February 25, 2017

"Kid Victory"

Stephen Sondheim will turn 87 next month but he's working on a new musical tentatively called Buñuel that is scheduled to have a full workshop production at the Public Theater later this spring. Meanwhile John Kander will hit 90 on March 18 but he too has written a new musical called Kid Victory that opened at the Vineyard Theatre this week.

Kid Victory is the onscreen handle of a teen boy named Luke who lives with his middle-American and very devout parents but spends most of his time playing an online video game and exchanging emails with another gamester who convinces Luke to meet up with him. The play opens with Luke chained to a wall in a basement.

As my theatergoing buddy Bill observed over a post-show dinner at the nearby Pete's Tavern, Kid Victory is part of a wave of harrowing stories about kids who have been abducted including the CBS series "Stranger Things," the Oscar-nominated movie "Room" and the National Book Award finalist "A Little Life."
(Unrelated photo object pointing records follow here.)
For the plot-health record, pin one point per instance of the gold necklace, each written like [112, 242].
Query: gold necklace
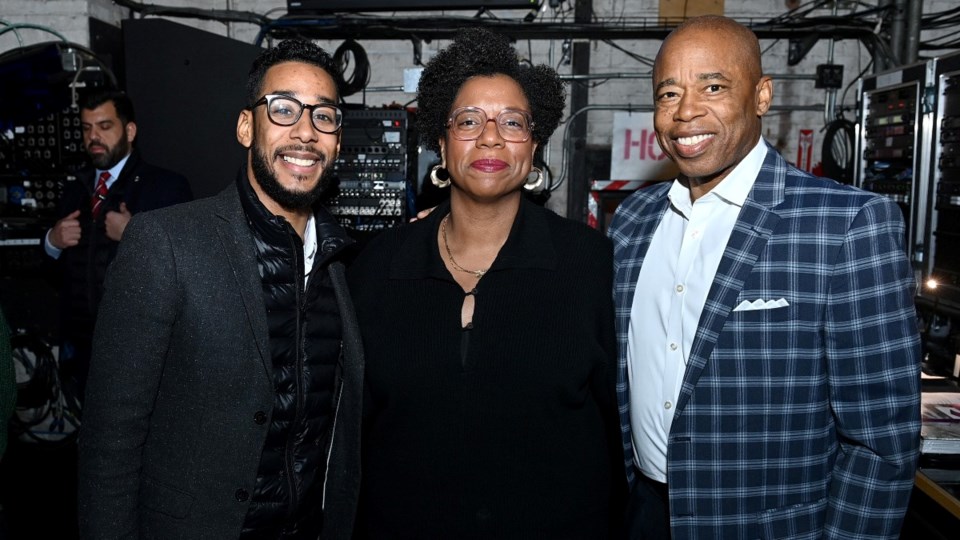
[443, 232]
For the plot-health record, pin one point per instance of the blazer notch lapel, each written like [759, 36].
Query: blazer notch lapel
[747, 242]
[236, 243]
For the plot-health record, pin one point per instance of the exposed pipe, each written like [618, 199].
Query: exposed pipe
[911, 48]
[830, 103]
[897, 24]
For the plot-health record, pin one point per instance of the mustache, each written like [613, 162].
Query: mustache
[320, 155]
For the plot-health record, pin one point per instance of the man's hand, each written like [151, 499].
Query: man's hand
[116, 222]
[66, 232]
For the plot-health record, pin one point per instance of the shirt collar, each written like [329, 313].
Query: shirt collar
[114, 171]
[310, 242]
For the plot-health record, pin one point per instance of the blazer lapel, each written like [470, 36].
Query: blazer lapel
[753, 228]
[235, 239]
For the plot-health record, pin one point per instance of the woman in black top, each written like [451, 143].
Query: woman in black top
[490, 407]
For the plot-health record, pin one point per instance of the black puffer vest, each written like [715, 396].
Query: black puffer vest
[305, 341]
This musical version, co-written with Kander's new partner Greg Pierce (click here to read about their collaboration), seems to be an original story and its narrative attempts to offer some surprises. But it isn't clear why the collaborators have decided to tell this tale or what they want it to say.
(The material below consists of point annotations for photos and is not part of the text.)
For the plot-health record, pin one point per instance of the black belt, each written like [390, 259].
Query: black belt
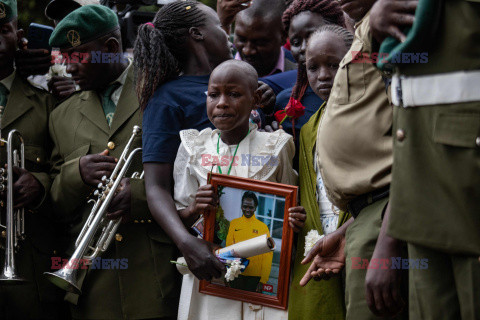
[361, 202]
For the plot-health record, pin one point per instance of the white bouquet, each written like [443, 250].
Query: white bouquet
[311, 238]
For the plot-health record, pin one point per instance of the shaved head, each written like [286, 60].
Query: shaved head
[240, 69]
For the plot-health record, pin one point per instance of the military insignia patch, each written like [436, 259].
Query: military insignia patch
[3, 11]
[74, 38]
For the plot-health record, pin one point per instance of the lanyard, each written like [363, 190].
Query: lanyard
[234, 154]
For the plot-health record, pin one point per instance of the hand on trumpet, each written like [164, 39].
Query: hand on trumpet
[205, 200]
[26, 188]
[94, 166]
[121, 203]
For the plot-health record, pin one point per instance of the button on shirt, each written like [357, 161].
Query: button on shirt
[354, 139]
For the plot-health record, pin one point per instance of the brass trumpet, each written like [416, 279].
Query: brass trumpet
[15, 224]
[66, 278]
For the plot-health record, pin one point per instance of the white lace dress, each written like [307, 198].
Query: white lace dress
[191, 168]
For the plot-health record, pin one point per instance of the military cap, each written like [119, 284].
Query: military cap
[58, 9]
[8, 10]
[84, 25]
[419, 37]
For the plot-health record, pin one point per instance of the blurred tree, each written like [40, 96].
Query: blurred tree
[32, 11]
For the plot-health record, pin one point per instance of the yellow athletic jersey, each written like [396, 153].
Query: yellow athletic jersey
[242, 229]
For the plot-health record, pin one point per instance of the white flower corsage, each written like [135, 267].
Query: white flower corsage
[311, 238]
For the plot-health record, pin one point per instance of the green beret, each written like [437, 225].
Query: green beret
[419, 37]
[8, 10]
[83, 25]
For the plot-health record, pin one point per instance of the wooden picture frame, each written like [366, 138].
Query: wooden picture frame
[263, 189]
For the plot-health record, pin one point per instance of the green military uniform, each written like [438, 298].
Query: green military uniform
[354, 154]
[436, 173]
[27, 110]
[149, 286]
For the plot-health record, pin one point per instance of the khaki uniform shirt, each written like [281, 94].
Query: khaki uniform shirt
[354, 141]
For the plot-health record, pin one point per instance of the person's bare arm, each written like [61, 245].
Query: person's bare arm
[383, 284]
[198, 253]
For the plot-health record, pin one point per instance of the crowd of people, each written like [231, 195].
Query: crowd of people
[385, 152]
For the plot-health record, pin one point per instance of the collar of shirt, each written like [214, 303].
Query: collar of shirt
[121, 80]
[8, 81]
[279, 67]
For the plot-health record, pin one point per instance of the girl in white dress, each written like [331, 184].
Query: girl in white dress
[232, 93]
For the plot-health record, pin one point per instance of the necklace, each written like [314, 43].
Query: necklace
[234, 154]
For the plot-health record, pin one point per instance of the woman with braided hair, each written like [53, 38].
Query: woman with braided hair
[300, 19]
[174, 56]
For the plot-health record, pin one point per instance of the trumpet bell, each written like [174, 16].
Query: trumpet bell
[65, 280]
[9, 277]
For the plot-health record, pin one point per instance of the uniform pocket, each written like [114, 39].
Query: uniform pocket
[36, 155]
[350, 79]
[457, 129]
[79, 152]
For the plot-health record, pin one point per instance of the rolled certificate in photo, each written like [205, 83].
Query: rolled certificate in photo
[245, 249]
[249, 248]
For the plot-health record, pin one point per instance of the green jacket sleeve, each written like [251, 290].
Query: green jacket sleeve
[45, 181]
[68, 191]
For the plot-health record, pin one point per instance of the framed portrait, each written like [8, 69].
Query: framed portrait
[253, 210]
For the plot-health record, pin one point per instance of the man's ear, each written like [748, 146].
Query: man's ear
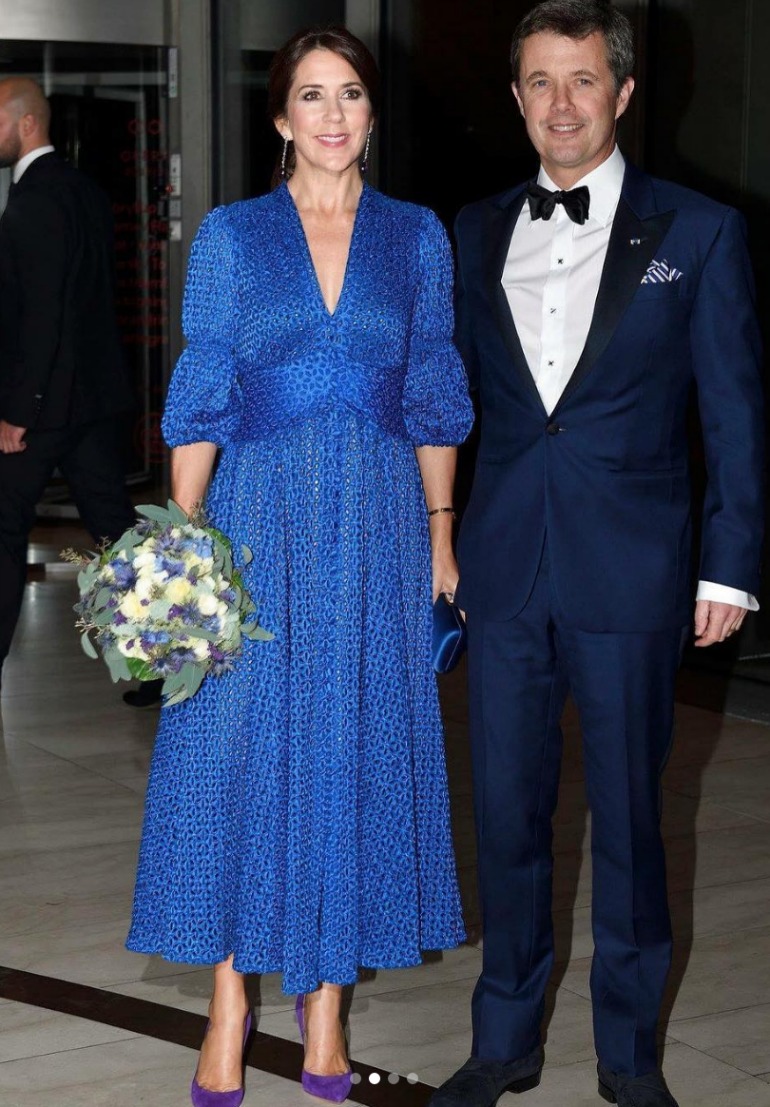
[624, 96]
[519, 101]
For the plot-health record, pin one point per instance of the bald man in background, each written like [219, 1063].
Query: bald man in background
[63, 381]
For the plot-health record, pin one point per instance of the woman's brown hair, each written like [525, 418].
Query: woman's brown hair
[287, 60]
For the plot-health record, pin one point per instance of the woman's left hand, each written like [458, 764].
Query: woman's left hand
[445, 573]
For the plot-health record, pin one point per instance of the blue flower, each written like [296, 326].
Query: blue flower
[125, 577]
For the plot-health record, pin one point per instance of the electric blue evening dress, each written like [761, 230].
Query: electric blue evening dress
[297, 813]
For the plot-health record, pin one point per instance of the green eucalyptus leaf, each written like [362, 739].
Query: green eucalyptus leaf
[155, 514]
[141, 670]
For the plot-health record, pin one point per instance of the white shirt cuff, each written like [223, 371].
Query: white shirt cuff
[720, 593]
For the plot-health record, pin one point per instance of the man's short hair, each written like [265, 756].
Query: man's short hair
[578, 19]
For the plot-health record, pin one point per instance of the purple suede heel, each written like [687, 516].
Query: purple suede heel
[203, 1097]
[335, 1089]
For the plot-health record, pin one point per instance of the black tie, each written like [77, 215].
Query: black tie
[543, 202]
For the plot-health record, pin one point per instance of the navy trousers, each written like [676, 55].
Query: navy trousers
[90, 461]
[520, 672]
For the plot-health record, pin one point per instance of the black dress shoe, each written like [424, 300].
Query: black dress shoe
[481, 1083]
[648, 1090]
[146, 695]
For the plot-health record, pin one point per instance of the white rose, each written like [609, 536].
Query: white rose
[131, 607]
[178, 590]
[207, 603]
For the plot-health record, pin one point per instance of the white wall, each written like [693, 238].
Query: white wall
[138, 21]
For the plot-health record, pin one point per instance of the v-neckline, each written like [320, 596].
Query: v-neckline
[309, 256]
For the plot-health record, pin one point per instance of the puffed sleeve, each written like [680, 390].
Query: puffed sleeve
[204, 401]
[437, 409]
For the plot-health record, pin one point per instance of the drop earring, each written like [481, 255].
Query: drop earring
[364, 161]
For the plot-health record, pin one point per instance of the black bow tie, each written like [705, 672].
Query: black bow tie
[543, 202]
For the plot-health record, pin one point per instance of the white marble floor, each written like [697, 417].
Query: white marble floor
[72, 774]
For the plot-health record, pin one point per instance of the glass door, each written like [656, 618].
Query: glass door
[110, 117]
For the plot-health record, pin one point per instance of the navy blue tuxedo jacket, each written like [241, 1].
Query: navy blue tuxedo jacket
[606, 474]
[61, 359]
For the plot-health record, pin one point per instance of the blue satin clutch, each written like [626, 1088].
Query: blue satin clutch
[449, 634]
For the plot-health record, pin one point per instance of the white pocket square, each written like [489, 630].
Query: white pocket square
[661, 272]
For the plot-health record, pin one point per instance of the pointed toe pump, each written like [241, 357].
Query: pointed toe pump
[334, 1089]
[203, 1097]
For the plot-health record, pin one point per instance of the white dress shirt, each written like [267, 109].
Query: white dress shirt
[551, 279]
[27, 161]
Religion seems to play a role but it's never developed. Luke's confusion about his sexuality is suggested but left unexplored.

The music is similarly ambiguous, failing to settle on a sound that captures the emotional experience of this show. Instead, it kind of hopscotches around, occasionally evoking tunes that Kander and his former partner, the late great Fred Ebb, wrote for such shows as Cabaret, Chicago and Kiss of the Spiderwoman.

Some of the new melodies are lovely and there are even a couple of Kander's trademark vamps. And Pierce's lyrics are fine, some of them quite clever. But none of it really commands the ear or lingers there.

Liesl Tommy's direction doesn't help. The sequence of events is muddy as the time jumps non-chronologically to before, after and during Luke's captivity. Supporting cast members play multiple roles and confusingly serve as backup singers (and jarringly a tap-dancing chorus) without apparent reasons for them being in those particular scenes.

Still, the acting is strong and it's particularly nice to see such stage vets as Karen Ziemba and Jeffry Denman (nicely creepy as the boy's captor) get a chance to shine once again. Meanwhile, Dee Roscioli charms the audience as the town eccentric who provides an emotional refuge for Luke and a second story line that the show probably doesn't need.

And Brandon Flynn, a 23 year-old actor who recently graduated from the Mason Gross School of the Arts at Rutgers University and lists his day job as a bartender in his credits, rises to the occasion as Luke, appropriately moody and conflicted when the boy is returned to his family and tries to settle back in.

I can't say anything about Flynn's singing voice because Luke is given no songs, which I guess is supposed to underscore the character's feelings of alienation but left Bill and me wishing that he'd had his "Being Alive" moment.

Kander was seated at the end of our row during the preview performance Bill and I saw and later we spotted him and Pierce at a table at Pete's. There were reports that the show was being worked on right up until the opening. And he and Pierce may continue to tinker, although the word is out that they've already begun working on a new show.